Offerings after childbirth – Tazria
Many questions need to be asked about this week’s sidra.
The first is why a woman who has given birth is ritually impure and needs to bring an offering.
Is not procreation the very first of the commandments? Are not children “a heritage from the Lord” (Psalm 127:3)? Is not a mother fulfilling a God-given purpose?
Abravanel suggests the offering is not because of any sin but in thanksgiving to God who brought her safely through the pain and danger of childbirth.
Not only for herself should she be grateful, but on behalf of the child; Rabbi Abba bar Kahana remarks in the Midrash, “The embryo dwells in its mother’s womb and the Holy One, blessed be He, watches over it that it does not fall and die. Does this not warrant praise?”
Another Midrash speaks of the wonder of childbirth and the beneficence of the Almighty.

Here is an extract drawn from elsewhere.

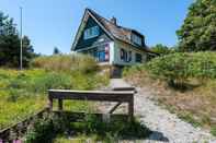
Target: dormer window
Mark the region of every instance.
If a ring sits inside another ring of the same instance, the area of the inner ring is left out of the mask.
[[[84,39],[90,39],[99,36],[99,26],[93,26],[84,31]]]
[[[134,44],[139,45],[139,46],[143,45],[143,44],[141,44],[143,38],[141,38],[140,36],[136,35],[136,34],[132,34],[132,41],[133,41]]]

Rabbi Levi says, “The way of the world is that if someone secretly leaves a purse of silver with another person, and the latter gives back a pound of gold in public, should he not be grateful? Thus it is with the Holy One, blessed be He. Human beings secretly deposit with Him a drop of fluid, and the Holy One, blessed be He, gives back magnificent, complete human beings in public. Does this not warrant praise?”
The mother’s ritual impurity is seven days for a boy and 14 for a girl. Some commentators believe it takes longer to recover from the birth of a girl; a medical view on this assertion would be interesting.
Samson Raphael Hirsch thinks the second seven days in the case of a girl takes the place of the milah of a boy, who is circumcised after the first week of life.